Die Läuterung und Erhebung – wenig überzeugend. Zu hart im symbolischen, der Realität verortet, zu seicht, zu einfach, zu banal.
Ohdes Text wirkt im letzten Drittel wie der Zauberlehrling, der die Geister die er rief, nicht mehr unter Kontrolle bringt.

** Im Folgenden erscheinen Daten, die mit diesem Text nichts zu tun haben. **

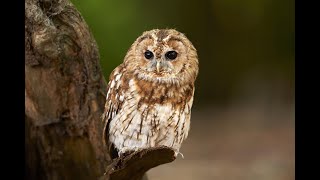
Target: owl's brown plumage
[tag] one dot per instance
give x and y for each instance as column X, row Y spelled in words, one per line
column 150, row 94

Der Text geht auf. Ja. Er liest sich fantastisch. Und dennoch bleibt das Gefühl betrogen worden zu sein, um Magie, um Imagination, um Verbindungen, um Tiefgründigkeit, um Yasemin. Das Gefühl, die Autorin hat ihre eigene Figur nicht mehr verstanden und verarztet eine lebensgefährliche Wunde mit etwas sozialer Wärme, freundschaftlichem Gequatsche beim Pickel ausdrücken, exorzistischen Atemübungen und ein paar Selbstreflexionen, die nicht annähernd die Schichten des traumatischen Kerns erreichen.